Algérie: Ain Defla - La bataille de Guergour confirme l'inhumanité de l'armée coloniale

Ain Defla — La mutilation et l'exposition des corps des dix martyrs de la bataille de Guergour qui a eu lieu le 11 octobre 1957, sur la place publique de la ville de Miliana (wilaya d'Ain Defla), fut d'une atrocité qui confirme le comportement horrible et inhumain de la France coloniale, a déclaré l'ancien Moudjahid, Mustapha Tounsi.

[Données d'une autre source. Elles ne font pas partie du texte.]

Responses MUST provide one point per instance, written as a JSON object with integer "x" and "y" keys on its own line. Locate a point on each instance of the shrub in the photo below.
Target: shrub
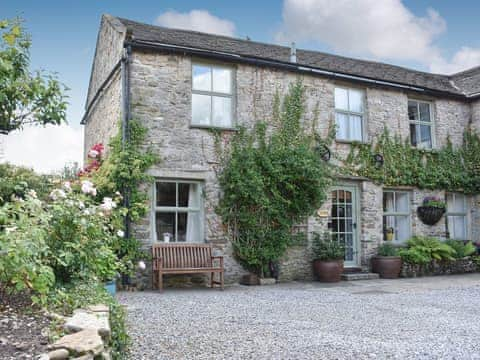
{"x": 23, "y": 248}
{"x": 461, "y": 249}
{"x": 81, "y": 238}
{"x": 326, "y": 248}
{"x": 17, "y": 180}
{"x": 67, "y": 238}
{"x": 423, "y": 250}
{"x": 434, "y": 201}
{"x": 387, "y": 249}
{"x": 271, "y": 181}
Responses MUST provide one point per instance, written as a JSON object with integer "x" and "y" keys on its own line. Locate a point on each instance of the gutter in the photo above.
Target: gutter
{"x": 230, "y": 57}
{"x": 100, "y": 91}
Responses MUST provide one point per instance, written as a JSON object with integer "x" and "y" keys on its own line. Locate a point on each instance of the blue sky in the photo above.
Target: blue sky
{"x": 64, "y": 35}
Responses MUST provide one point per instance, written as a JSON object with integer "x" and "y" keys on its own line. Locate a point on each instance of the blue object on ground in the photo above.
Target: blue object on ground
{"x": 111, "y": 287}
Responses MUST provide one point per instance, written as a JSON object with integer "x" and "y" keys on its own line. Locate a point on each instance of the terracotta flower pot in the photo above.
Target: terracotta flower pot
{"x": 388, "y": 267}
{"x": 328, "y": 271}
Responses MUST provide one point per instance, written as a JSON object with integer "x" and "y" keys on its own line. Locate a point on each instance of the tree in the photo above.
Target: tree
{"x": 25, "y": 97}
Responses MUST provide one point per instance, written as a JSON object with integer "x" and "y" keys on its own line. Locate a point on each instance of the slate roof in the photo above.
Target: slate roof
{"x": 468, "y": 81}
{"x": 456, "y": 84}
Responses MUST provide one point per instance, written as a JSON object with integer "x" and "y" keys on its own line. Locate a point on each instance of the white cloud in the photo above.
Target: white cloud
{"x": 380, "y": 29}
{"x": 385, "y": 30}
{"x": 463, "y": 59}
{"x": 198, "y": 20}
{"x": 45, "y": 149}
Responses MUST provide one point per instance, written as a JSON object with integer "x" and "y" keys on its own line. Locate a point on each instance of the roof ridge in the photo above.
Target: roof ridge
{"x": 463, "y": 72}
{"x": 368, "y": 69}
{"x": 283, "y": 47}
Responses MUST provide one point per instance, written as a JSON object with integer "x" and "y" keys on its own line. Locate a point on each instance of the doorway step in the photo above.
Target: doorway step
{"x": 352, "y": 274}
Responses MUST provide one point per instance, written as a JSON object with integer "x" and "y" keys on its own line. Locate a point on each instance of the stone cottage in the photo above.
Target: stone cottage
{"x": 181, "y": 84}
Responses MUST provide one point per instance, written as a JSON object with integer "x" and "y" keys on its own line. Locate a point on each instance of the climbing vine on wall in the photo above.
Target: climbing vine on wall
{"x": 271, "y": 179}
{"x": 448, "y": 168}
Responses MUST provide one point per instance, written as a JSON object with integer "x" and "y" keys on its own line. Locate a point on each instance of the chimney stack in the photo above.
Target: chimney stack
{"x": 293, "y": 53}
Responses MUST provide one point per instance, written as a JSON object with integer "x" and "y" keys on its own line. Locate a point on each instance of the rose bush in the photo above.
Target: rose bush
{"x": 67, "y": 238}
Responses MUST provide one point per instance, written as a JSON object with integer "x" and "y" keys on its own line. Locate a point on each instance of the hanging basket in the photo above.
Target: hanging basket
{"x": 430, "y": 215}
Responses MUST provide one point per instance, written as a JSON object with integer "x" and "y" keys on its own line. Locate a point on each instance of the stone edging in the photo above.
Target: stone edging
{"x": 459, "y": 266}
{"x": 88, "y": 335}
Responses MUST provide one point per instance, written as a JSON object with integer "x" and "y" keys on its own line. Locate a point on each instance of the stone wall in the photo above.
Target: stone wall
{"x": 160, "y": 99}
{"x": 459, "y": 266}
{"x": 104, "y": 116}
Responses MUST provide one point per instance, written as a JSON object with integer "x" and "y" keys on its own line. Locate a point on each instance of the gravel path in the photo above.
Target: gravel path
{"x": 427, "y": 318}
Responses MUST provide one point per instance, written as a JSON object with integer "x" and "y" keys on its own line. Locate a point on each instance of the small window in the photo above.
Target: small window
{"x": 457, "y": 216}
{"x": 178, "y": 215}
{"x": 349, "y": 114}
{"x": 396, "y": 216}
{"x": 420, "y": 116}
{"x": 212, "y": 96}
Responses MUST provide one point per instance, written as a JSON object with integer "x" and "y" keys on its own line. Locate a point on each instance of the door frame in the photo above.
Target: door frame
{"x": 355, "y": 189}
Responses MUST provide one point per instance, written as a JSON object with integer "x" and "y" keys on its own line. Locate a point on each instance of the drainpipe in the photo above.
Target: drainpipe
{"x": 125, "y": 121}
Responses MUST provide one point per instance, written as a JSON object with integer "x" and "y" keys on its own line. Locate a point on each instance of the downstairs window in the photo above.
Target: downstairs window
{"x": 178, "y": 211}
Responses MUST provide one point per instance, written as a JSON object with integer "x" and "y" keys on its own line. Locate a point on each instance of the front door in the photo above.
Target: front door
{"x": 344, "y": 221}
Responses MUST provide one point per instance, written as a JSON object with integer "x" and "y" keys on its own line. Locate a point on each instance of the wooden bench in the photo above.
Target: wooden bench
{"x": 175, "y": 258}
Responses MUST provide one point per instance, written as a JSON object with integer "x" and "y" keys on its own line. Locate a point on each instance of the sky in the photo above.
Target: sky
{"x": 437, "y": 35}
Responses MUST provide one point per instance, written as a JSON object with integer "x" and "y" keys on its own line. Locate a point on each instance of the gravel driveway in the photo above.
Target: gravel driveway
{"x": 424, "y": 318}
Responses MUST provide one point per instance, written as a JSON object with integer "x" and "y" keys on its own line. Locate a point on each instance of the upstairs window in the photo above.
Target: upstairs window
{"x": 457, "y": 216}
{"x": 420, "y": 116}
{"x": 349, "y": 114}
{"x": 212, "y": 96}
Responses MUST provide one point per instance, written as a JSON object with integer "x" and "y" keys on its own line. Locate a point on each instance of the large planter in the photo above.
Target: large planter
{"x": 430, "y": 215}
{"x": 388, "y": 267}
{"x": 328, "y": 271}
{"x": 111, "y": 287}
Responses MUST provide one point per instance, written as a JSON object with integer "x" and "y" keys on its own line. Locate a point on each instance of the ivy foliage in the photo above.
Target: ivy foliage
{"x": 124, "y": 172}
{"x": 272, "y": 179}
{"x": 449, "y": 168}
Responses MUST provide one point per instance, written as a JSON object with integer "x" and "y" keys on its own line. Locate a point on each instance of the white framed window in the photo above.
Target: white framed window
{"x": 178, "y": 211}
{"x": 421, "y": 124}
{"x": 212, "y": 95}
{"x": 457, "y": 211}
{"x": 396, "y": 216}
{"x": 349, "y": 114}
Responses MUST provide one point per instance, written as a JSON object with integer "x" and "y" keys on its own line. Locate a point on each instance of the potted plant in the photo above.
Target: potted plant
{"x": 432, "y": 210}
{"x": 328, "y": 255}
{"x": 389, "y": 234}
{"x": 387, "y": 263}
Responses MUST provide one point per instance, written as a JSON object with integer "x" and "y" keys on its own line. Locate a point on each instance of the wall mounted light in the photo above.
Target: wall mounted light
{"x": 324, "y": 152}
{"x": 378, "y": 158}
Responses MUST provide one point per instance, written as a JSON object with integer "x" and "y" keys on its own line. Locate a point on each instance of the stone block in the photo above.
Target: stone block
{"x": 83, "y": 319}
{"x": 83, "y": 342}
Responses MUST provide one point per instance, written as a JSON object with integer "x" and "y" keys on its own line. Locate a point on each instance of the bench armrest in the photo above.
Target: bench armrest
{"x": 220, "y": 259}
{"x": 157, "y": 263}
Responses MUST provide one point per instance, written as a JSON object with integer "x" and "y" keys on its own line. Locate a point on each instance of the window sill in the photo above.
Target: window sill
{"x": 218, "y": 128}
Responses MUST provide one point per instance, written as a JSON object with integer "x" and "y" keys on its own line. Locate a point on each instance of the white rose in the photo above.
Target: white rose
{"x": 88, "y": 188}
{"x": 67, "y": 186}
{"x": 57, "y": 194}
{"x": 93, "y": 153}
{"x": 10, "y": 229}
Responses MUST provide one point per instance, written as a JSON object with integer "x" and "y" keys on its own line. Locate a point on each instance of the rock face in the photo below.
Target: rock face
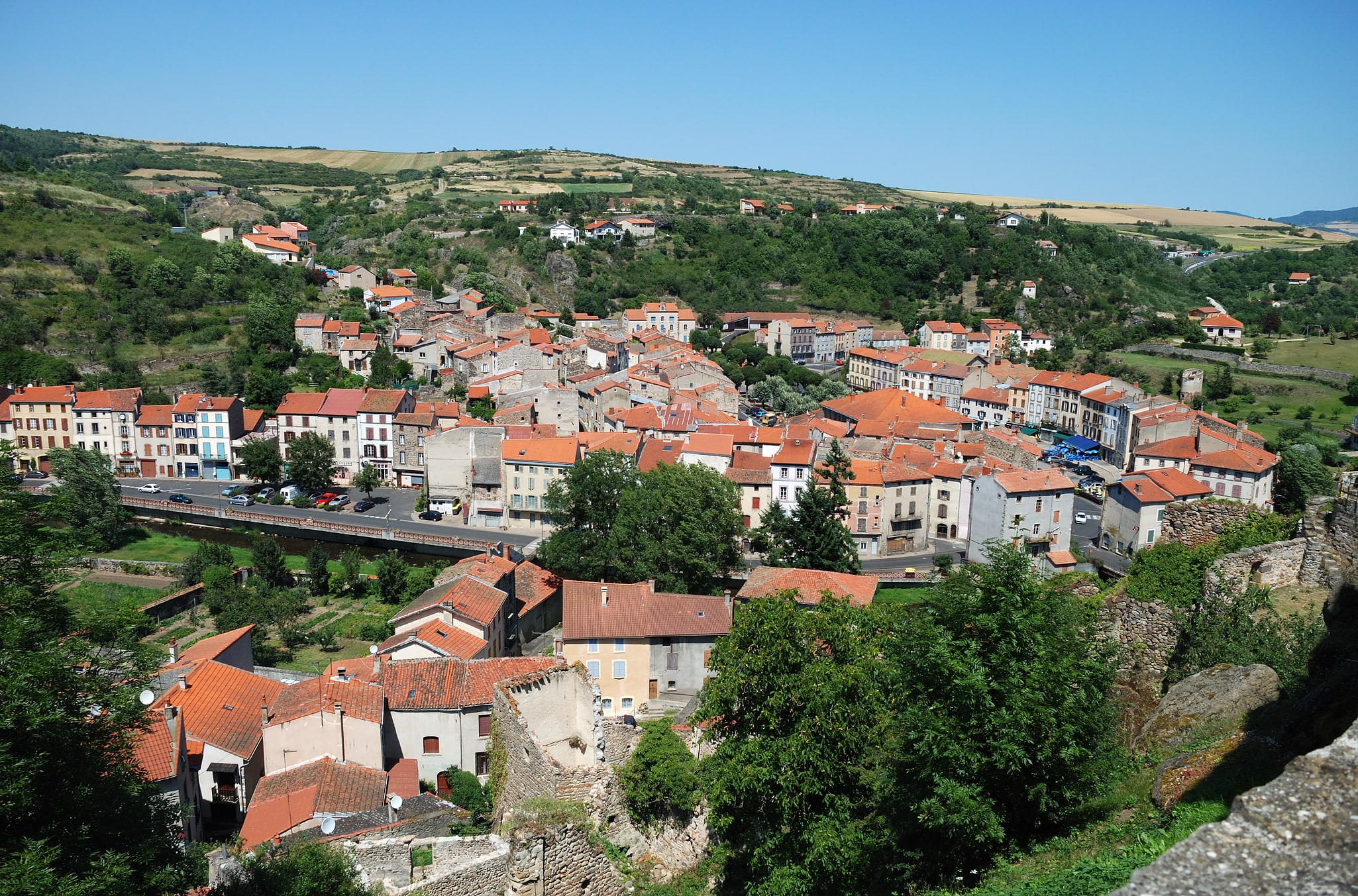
{"x": 1214, "y": 697}
{"x": 1293, "y": 835}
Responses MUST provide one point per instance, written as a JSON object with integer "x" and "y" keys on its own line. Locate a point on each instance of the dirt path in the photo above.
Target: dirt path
{"x": 128, "y": 579}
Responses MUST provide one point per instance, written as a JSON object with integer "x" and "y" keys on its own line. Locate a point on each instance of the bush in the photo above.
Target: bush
{"x": 660, "y": 779}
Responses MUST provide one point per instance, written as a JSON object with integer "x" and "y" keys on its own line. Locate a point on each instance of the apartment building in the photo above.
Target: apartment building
{"x": 530, "y": 466}
{"x": 41, "y": 420}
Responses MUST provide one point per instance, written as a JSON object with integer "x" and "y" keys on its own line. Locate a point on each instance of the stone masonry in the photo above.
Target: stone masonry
{"x": 1196, "y": 523}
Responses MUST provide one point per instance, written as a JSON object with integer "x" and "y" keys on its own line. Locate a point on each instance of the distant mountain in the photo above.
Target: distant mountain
{"x": 1315, "y": 219}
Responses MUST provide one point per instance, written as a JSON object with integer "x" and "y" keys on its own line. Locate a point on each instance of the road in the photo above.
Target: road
{"x": 395, "y": 508}
{"x": 1194, "y": 266}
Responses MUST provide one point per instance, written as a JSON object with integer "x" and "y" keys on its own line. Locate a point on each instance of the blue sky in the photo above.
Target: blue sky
{"x": 1247, "y": 106}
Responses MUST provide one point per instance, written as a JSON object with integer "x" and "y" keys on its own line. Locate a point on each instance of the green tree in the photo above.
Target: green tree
{"x": 367, "y": 479}
{"x": 87, "y": 499}
{"x": 207, "y": 556}
{"x": 392, "y": 577}
{"x": 261, "y": 459}
{"x": 311, "y": 460}
{"x": 1218, "y": 385}
{"x": 680, "y": 526}
{"x": 1301, "y": 475}
{"x": 583, "y": 507}
{"x": 268, "y": 322}
{"x": 660, "y": 778}
{"x": 813, "y": 535}
{"x": 307, "y": 870}
{"x": 318, "y": 571}
{"x": 269, "y": 562}
{"x": 382, "y": 373}
{"x": 68, "y": 713}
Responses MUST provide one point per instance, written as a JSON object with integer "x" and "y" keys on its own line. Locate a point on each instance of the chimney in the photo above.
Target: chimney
{"x": 340, "y": 716}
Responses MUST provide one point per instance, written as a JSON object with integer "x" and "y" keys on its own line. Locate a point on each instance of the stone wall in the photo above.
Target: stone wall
{"x": 1292, "y": 835}
{"x": 560, "y": 861}
{"x": 462, "y": 866}
{"x": 1145, "y": 633}
{"x": 1196, "y": 523}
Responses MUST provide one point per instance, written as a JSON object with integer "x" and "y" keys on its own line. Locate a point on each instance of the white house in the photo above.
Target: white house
{"x": 1029, "y": 508}
{"x": 564, "y": 232}
{"x": 1134, "y": 507}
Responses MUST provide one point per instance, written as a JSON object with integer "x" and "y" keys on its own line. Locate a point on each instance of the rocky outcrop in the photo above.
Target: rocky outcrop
{"x": 1293, "y": 835}
{"x": 1209, "y": 701}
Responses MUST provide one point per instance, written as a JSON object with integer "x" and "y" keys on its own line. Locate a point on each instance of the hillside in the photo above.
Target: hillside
{"x": 93, "y": 283}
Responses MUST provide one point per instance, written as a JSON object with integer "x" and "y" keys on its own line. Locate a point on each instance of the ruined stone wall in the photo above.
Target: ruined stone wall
{"x": 1145, "y": 633}
{"x": 560, "y": 861}
{"x": 1196, "y": 523}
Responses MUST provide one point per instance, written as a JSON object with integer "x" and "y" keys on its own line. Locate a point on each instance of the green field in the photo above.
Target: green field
{"x": 1318, "y": 352}
{"x": 1330, "y": 412}
{"x": 595, "y": 187}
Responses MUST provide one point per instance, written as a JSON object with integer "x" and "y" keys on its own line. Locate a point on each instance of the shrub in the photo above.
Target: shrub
{"x": 660, "y": 779}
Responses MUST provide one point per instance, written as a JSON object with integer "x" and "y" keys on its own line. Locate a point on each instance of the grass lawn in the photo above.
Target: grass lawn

La bataille de Guergour fut "une longue nuit de terreur coloniale" et la mutilation et l'exposition des corps des moudjahidine tombés au champ d'honneur lors de cette bataille témoignent à quel point les forces armées françaises étaient dénuées de tout humanisme et à quel point était poussée leur bestialité, a souligné l'ancien moudjahid à l'APS, à la veille de la commémoration du 68e anniversaire du déclenchement de la guerre de Libération nationale, coïncidant avec les célébrations du soixantenaire de l'indépendance.

Rencontré à Miliana, le moudjahid, aujourd'hui âgé de 82 ans, revient sur la genèse de cette bataille et se souvient encore de ce qui s'était passé dans l'après-midi du 11 octobre 1957 au quartier "El Berkouk", situé dans la partie sud de la ville de Miliana, où il habitait avec sa famille au moment des faits.

Au lendemain du 8 octobre 1957, jour de la mort d'Ali Amar, dit Ali la Pointe, Hassiba Ben Bouali, Mahmoud Bouhamidi et Omar Yacef, dit Petit Omar, et la fin de la bataille d'Alger, "les troupes de Bigeard avaient été appelées en renfort à Miliana par les colons qui se plaignaient des attaques des Moudjahidine contre leurs fermes", raconte-t-il.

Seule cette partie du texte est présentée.